A

David

Darling

Atacama Large Millimeter Array

Artist concept of the ALMA. Courtesy of ESO

Artist concept of the ALMA. Courtesy of ESO.


Atacama Large Millimeter Array (ALMA) is the largest and most sensitive telescope in the world at millimeter and submillimeter wavelengths. A joint United States-European project, ALMA consists of sixty-six 12-meter and 7-meter dish antennas at an altitude of 5,000 meters near Cerro Chajnantor in northern Chile. The array is configurable with baselines up to 10 kilometers, is capable of imaging in all atmospheric windows between 10 millimeters and 350 microns, and has 10 times the resolution of the Very Large Array (VLA) and the Hubble Space Telescope.
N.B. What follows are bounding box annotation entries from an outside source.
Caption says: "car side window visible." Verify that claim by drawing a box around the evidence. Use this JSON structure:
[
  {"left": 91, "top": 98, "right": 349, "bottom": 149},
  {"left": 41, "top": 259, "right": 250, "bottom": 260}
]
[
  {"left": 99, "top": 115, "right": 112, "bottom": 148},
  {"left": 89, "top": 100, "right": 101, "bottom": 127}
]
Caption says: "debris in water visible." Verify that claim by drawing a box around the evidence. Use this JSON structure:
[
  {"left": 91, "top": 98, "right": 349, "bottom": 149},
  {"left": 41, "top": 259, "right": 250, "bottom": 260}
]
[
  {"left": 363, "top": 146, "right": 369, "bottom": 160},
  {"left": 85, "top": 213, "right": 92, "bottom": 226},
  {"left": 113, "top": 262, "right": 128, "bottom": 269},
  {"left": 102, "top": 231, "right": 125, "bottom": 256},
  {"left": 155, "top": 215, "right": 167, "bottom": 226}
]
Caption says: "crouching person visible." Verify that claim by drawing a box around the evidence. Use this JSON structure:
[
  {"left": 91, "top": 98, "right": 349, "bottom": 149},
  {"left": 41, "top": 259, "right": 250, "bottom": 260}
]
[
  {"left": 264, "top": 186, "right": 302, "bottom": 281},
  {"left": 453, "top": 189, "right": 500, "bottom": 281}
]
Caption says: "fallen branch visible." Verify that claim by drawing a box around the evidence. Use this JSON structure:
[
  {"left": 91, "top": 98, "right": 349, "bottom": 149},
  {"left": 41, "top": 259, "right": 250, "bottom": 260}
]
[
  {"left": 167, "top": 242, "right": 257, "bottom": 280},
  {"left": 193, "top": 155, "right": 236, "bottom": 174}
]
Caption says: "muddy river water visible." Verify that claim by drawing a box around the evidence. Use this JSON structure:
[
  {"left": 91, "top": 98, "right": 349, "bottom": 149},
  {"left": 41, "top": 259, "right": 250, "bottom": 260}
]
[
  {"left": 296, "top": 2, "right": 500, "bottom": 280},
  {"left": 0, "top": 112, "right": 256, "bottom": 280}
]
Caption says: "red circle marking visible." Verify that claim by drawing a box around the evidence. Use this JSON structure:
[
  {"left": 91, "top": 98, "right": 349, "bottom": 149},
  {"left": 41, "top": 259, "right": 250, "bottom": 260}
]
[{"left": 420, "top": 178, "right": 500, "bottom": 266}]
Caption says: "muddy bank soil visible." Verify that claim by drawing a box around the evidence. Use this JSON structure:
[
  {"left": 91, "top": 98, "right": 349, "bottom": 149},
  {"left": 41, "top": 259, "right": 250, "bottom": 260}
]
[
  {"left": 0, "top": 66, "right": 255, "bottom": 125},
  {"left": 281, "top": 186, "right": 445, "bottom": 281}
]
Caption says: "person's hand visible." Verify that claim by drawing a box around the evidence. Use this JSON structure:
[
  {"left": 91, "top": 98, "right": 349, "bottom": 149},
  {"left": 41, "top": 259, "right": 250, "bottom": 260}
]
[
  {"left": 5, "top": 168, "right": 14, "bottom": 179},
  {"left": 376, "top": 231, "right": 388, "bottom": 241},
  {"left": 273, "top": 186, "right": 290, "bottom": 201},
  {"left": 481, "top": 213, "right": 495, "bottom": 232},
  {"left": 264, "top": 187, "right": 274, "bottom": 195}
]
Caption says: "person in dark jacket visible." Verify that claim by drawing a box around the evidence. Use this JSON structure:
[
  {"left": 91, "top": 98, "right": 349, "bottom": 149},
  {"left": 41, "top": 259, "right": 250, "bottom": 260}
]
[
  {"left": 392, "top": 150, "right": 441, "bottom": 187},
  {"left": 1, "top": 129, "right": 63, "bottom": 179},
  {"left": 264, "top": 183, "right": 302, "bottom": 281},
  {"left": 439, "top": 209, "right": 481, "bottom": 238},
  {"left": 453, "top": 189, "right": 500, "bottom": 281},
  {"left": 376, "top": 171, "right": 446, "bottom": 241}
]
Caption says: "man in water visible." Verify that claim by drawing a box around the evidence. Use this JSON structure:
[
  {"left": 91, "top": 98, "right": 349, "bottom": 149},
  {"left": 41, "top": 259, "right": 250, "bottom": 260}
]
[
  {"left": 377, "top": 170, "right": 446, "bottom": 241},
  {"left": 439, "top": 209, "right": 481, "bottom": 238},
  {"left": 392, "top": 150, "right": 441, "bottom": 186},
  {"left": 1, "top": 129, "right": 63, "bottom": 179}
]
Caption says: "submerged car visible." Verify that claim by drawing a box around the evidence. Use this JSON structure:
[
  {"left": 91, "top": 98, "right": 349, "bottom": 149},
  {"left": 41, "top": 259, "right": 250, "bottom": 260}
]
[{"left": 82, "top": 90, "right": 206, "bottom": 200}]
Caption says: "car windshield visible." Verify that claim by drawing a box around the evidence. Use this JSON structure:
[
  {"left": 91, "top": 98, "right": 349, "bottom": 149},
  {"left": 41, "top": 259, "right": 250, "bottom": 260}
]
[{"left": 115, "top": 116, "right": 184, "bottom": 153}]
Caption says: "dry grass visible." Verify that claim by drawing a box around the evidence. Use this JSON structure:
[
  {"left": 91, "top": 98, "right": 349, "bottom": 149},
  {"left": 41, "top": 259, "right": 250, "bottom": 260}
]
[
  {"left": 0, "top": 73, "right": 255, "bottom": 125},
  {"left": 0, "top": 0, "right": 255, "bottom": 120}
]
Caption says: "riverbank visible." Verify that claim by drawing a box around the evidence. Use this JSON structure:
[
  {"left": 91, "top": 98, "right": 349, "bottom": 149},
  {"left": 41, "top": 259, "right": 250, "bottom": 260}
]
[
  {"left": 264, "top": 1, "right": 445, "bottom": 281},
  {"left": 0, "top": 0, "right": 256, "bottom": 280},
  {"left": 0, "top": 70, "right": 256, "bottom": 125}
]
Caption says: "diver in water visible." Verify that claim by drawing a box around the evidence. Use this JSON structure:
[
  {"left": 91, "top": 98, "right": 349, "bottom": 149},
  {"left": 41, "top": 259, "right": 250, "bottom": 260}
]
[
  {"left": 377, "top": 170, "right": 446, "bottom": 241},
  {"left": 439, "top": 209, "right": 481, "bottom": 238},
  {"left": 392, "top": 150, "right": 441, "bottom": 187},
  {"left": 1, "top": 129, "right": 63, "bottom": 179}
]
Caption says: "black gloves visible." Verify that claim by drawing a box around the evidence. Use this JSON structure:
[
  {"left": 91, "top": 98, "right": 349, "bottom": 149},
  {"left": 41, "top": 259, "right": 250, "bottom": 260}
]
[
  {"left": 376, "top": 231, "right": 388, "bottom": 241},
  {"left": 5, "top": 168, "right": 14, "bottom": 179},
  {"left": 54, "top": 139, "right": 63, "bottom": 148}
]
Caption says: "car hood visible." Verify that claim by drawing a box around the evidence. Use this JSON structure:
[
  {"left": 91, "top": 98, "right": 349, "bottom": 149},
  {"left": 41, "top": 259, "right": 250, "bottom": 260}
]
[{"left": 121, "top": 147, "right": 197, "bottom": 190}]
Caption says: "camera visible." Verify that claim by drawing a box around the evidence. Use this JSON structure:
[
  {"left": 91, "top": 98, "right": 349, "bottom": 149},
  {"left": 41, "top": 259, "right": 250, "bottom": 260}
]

The US side of the project is run by the National Radio Astronomy Observatory, while the European side is a collaboration between the European Southern Observatory, the French Centre National de la Recherche Scientifique, the German Max-Planck-Gesellschaft, the Netherlands Foundation for Research in Astronomy and Nederlandse Onderzoekschool Voor Astronomie, and the United Kingdom Particle Physics and Astronomy Research Council.

 

In June 2002, work began to assemble the first of the ALMA prototype antennas at the ALMA Test Facility located on the VLA site in New Mexico. Among ALMA's numerous uses will be the observation of star-forming regions, protostars, and protoplanetary disks. ALMA will also play an important role in the search for extrasolar planets through accurate astrometry, and possibly even the direct detection of planets and their atmospheres. ALMA was inaugurated on 13 March 2013, and has now begun operation.